Friday, June 17, 2011

The new post-carbon age business model

Google solar
The idea of providing a service of renewable energy - rather than a simple supply - and reaping a return on investment from selling any surplus generated to the grid, or by claiming the difference between the regular and premium rate, is emerging as the favoured business model for financing the low carbon revolution.

The latest example is the announcement from Google on Tuesday that it will finance a $280 million retrofit of residential solar power systems in the United States through a deal with startup SolarCity. This is the search engine's largest single renewable energy investment to date.

Upfront cash payments will enable householders who can't afford a large upfront investment to have solar modules installed on their roofs by SolarCity in a leasing arrangement.
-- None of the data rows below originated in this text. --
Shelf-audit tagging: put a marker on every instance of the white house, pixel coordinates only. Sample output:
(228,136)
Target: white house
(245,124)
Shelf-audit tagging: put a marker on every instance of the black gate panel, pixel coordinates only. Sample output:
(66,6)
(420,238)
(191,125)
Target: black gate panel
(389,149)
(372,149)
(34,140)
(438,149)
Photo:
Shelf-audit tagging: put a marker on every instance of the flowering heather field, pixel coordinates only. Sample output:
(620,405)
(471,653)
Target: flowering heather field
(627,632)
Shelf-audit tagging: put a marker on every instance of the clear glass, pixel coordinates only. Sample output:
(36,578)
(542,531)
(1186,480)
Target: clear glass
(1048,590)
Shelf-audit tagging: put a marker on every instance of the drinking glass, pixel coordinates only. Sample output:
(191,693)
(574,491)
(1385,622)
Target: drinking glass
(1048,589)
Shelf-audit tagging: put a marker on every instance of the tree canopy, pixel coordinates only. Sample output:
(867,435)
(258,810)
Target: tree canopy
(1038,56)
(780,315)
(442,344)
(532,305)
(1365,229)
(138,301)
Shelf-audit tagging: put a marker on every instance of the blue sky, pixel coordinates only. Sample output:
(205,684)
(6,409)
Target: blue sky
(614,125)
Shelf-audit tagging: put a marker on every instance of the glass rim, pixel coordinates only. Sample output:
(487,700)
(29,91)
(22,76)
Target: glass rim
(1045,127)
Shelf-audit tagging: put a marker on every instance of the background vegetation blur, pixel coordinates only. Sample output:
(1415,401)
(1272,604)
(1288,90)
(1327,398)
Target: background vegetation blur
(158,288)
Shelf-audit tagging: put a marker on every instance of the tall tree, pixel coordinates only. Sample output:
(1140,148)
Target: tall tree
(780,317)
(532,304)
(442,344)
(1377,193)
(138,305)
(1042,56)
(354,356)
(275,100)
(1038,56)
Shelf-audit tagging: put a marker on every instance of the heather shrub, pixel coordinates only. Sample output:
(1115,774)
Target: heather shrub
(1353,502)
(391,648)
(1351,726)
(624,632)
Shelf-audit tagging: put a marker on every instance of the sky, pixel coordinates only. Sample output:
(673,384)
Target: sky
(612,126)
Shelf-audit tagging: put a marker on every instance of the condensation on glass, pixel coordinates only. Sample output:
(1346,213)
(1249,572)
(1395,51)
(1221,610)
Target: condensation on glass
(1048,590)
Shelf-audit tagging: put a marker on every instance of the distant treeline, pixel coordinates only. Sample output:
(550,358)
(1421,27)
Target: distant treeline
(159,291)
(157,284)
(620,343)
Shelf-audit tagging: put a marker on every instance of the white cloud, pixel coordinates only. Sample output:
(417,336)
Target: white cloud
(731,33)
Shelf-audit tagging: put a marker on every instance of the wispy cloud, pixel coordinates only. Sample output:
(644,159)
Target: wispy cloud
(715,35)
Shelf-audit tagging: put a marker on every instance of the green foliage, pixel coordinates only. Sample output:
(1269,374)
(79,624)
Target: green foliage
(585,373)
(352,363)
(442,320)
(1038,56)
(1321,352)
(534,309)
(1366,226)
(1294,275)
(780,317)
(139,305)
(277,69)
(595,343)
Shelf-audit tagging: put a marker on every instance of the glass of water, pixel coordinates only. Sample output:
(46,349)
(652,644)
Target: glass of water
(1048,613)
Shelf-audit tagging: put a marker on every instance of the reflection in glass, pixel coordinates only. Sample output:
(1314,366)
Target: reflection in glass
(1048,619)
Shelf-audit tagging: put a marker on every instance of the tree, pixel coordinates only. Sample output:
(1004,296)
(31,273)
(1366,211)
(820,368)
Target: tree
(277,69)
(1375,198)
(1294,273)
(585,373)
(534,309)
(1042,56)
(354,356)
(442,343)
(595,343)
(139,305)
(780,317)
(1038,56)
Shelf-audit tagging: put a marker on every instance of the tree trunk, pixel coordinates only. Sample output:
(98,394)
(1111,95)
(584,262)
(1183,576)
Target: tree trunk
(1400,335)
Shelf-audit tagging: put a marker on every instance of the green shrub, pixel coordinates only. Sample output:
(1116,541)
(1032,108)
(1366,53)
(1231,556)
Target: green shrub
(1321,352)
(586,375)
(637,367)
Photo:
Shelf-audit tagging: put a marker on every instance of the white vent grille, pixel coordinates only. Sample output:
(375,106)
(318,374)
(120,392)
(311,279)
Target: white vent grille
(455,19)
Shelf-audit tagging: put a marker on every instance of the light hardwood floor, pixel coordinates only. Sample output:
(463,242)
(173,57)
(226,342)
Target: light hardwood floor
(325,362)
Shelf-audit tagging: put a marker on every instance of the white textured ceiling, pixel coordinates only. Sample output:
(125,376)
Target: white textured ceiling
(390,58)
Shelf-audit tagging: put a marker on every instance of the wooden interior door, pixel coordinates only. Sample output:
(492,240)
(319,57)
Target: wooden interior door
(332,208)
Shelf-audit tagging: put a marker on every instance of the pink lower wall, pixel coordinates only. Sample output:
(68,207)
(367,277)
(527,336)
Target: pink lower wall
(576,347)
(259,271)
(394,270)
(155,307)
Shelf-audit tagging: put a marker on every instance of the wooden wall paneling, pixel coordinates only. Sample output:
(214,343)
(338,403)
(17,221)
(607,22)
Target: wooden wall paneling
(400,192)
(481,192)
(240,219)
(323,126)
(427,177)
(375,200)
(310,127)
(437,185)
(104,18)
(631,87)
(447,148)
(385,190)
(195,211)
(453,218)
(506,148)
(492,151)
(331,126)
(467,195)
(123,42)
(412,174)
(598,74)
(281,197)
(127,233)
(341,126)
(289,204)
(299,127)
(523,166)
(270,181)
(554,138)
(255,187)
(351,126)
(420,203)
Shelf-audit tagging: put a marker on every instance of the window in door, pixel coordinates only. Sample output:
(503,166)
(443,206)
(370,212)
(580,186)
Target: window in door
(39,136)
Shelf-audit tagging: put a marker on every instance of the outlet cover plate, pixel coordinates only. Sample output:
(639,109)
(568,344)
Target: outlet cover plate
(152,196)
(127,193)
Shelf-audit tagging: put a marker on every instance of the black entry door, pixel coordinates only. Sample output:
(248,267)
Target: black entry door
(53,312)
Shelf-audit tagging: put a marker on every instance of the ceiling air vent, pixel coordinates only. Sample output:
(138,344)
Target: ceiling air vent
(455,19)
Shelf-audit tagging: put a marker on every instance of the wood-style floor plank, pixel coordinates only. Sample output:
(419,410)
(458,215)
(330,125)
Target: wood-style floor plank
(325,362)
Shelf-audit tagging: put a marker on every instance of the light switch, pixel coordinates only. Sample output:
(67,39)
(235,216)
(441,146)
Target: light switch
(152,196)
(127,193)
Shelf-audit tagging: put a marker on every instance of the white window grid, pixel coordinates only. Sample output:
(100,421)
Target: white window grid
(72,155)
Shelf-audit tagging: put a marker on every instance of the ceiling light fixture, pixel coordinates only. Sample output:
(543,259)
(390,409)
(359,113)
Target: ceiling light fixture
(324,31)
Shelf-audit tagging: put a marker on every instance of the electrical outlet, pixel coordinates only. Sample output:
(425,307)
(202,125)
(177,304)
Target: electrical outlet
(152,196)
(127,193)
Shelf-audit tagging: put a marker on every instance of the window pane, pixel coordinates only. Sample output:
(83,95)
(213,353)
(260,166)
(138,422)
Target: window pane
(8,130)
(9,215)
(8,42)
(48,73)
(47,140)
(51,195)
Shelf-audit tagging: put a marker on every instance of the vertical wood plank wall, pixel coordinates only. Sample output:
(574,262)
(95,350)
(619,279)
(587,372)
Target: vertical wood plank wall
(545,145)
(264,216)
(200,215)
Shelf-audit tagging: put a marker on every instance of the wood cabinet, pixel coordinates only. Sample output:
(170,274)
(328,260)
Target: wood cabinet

This allows them to pay a monthly fee for the modules that would be offset by savings and electricity bills.

The systems will be owned by Google who would earn a higher return on their investment than if the cash was in a bank.

This business model is now becoming established in the UK. The latest example was announced on Wednesday by the Foresight Group and Our Generation Limited, who have agreed an initial £10 million programme of residential solar PV installations in the UK over the next 3 months.

Energy services company Our Generation will make the installations and utility E.ON will be responsible for recruiting and managing the customer experience through its SolarExchange initiative.

15,000 of its customers will receive solar power installations costing as little as £99 and save up to £180 on their annual energy bill.

Foresight already manages solar power assets worth over £150 million.

The model is being used by many companies in the UK to finance the installation of solar PV modules on rooftops. The premium 41p/unit paid by the utility for solar electricity provides the return on investment.

Britain's forthcoming Green Deal and Renewable Heat Incentive will see many more examples of this model rolled out, with both large (Tesco, B&Q) and small companies seeing opportunities.